Bundestagswahl:Was Sie vor dem Wählen wissen sollten

Ungültige Stimmen

Die Wahlbeteiligung ist bei Bundestagswahlen meist höher als bei Landtagswahlen.

(Foto: dpa)

Zweitstimme, Direktkandidat, Ausgleichsmandate, keine Selfies aus der Wahlkabine - ein paar Handreichungen für den Wahlsonntag.

Von Detlef Esslinger

Der Mensch liebt Trophäen, und eine besonders beliebte Trophäe ist das Selfie. Also gleich die Warnung davor: Die Bundeswahlordnung enthält neuerdings die Vorschrift, dass "in der Wahlkabine nicht fotografiert oder gefilmt werden" darf. Wen die Wahlhelfer dabei erwischen, dessen Stimmzettel müssen sie ablehnen.

Wie immer beim Bundestag haben die Wähler am Sonntag zwei Stimmen. Wie immer ist die Zweitstimme diejenige, die über die Mehrheit im Parlament entscheidet. Mit ihr kreuzt man eine Partei und deren Landesliste an. Grob gesagt: Eine Partei, die 30 Prozent der Zweitstimmen erhält, erhält auch 30 Prozent der Sitze.

Welche Bewerber aber erhalten diese Sitze? Zunächst all diejenigen, die als Direktkandidaten ihren Wahlkreis gewonnen haben - weil sie dort die meisten Erststimmen bekommen haben. Stehen einer Partei 30 Sitze zu und haben in 19 Wahlkreisen ihre Direktkandidaten gewonnen, so kommen zunächst diese 19 in den Bundestag. Die elf weiteren Plätze gehen an die ersten elf Bewerber auf der Liste (die nicht als Direktkandidat gewonnen haben).

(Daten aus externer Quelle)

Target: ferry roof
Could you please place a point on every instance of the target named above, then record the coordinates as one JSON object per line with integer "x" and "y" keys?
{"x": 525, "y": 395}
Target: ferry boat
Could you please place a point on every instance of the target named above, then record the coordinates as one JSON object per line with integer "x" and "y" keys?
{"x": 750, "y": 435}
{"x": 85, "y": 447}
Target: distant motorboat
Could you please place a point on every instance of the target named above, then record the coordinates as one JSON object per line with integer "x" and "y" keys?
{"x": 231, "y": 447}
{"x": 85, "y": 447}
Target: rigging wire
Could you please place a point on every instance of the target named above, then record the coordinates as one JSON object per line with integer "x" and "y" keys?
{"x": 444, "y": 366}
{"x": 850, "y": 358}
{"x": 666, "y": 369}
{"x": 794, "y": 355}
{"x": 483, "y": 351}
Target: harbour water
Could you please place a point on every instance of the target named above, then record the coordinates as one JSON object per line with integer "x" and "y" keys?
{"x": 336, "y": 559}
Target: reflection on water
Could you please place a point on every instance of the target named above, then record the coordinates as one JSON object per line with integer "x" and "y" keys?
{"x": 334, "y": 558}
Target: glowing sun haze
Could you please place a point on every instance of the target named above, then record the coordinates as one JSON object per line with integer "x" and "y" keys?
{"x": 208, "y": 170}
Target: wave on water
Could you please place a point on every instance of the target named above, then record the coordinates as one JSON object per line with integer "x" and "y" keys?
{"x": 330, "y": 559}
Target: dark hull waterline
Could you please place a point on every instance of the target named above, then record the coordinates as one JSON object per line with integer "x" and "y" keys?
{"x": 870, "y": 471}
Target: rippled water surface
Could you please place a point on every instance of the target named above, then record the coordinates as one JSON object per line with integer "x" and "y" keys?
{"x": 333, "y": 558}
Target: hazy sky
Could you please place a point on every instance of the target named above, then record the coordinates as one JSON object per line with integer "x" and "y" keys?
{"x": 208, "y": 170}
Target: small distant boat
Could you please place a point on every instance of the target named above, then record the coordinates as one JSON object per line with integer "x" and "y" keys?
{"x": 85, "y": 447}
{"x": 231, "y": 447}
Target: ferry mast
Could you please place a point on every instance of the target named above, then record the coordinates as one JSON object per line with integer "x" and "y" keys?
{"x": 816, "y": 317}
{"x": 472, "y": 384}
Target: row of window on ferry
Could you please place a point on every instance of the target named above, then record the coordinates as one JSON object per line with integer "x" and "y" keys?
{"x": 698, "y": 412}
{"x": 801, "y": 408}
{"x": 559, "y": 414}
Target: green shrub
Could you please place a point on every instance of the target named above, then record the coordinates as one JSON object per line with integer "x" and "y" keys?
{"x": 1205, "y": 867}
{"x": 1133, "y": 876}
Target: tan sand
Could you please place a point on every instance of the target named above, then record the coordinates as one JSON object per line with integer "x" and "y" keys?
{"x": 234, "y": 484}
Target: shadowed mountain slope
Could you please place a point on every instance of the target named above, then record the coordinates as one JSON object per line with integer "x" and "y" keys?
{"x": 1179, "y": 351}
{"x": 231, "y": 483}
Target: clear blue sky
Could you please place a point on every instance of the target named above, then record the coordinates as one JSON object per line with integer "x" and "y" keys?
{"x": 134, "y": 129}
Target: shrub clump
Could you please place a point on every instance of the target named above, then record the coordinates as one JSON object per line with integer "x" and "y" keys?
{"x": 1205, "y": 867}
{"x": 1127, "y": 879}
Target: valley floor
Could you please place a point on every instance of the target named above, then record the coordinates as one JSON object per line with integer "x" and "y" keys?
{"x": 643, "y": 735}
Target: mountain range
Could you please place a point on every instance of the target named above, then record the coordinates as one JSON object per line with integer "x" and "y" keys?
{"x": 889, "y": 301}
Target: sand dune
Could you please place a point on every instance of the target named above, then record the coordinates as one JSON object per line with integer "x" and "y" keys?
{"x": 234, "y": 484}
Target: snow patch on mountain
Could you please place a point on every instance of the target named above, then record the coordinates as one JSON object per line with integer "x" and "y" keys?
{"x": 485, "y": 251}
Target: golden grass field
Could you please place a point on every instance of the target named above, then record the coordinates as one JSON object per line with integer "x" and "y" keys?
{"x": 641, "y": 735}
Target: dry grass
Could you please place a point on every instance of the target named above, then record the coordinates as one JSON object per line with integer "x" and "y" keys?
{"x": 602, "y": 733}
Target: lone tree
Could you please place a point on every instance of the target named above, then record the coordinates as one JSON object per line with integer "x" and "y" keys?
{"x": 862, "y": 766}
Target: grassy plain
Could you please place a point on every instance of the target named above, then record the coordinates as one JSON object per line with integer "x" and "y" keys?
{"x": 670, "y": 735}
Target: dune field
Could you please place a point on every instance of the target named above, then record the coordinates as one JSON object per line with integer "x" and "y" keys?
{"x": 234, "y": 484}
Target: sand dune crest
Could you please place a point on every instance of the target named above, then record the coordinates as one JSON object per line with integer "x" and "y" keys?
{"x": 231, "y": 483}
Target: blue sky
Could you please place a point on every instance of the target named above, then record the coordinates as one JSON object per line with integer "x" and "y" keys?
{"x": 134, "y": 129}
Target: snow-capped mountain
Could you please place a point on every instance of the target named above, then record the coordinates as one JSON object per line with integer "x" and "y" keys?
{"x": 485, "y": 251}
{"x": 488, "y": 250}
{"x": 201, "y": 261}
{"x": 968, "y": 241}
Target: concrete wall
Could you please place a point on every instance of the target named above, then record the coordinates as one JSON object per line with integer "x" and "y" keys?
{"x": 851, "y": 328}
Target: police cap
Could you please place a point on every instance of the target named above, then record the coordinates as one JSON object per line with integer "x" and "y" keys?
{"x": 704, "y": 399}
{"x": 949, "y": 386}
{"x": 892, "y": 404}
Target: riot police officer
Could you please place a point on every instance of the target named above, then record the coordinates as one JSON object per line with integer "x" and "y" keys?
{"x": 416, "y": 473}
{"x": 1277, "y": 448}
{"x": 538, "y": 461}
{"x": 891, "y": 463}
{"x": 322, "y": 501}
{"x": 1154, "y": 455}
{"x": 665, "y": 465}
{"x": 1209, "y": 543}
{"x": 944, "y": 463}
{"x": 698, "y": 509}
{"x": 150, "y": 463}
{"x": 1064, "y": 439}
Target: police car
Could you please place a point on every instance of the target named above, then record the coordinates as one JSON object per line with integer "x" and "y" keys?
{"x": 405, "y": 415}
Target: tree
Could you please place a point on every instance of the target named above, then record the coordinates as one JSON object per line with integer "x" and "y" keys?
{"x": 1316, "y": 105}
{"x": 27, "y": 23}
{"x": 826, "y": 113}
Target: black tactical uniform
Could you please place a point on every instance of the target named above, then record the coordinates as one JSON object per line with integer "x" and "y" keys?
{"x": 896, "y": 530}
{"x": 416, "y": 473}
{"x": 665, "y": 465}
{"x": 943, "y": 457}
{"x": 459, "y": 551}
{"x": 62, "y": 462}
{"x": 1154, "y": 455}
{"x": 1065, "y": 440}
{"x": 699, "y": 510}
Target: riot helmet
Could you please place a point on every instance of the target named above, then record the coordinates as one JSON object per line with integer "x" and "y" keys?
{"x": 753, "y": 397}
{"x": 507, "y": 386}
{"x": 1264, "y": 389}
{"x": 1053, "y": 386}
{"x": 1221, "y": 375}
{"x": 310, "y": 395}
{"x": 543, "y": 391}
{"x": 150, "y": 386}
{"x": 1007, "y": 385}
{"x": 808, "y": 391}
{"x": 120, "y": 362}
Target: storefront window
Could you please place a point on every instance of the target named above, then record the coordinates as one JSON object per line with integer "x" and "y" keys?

Auch Platz eins der Liste bedeutet keine Garantie für den Kandidaten

SPD-Chef Martin Schulz und CSU-Spitzenkandidat Joachim Herrmann können auf jeden Fall nur via Liste in den Bundestag kommen - weil sie nirgendwo als Direktkandidaten antreten. Und weil es Landes-, aber nicht Bundeslisten sind, mit denen die Parteien antreten, steht Schulz nur in Nordrhein-Westfalen und Angela Merkel nur in Mecklenburg-Vorpommern auf dem Stimmzettel. Deswegen gibt es auch Spitzenkandidaten namens Schnieder (CDU, Rheinland-Pfalz), Pronold (SPD, Bayern), Wagner (Grüne, Hessen) oder Tackmann (Linke, Brandenburg).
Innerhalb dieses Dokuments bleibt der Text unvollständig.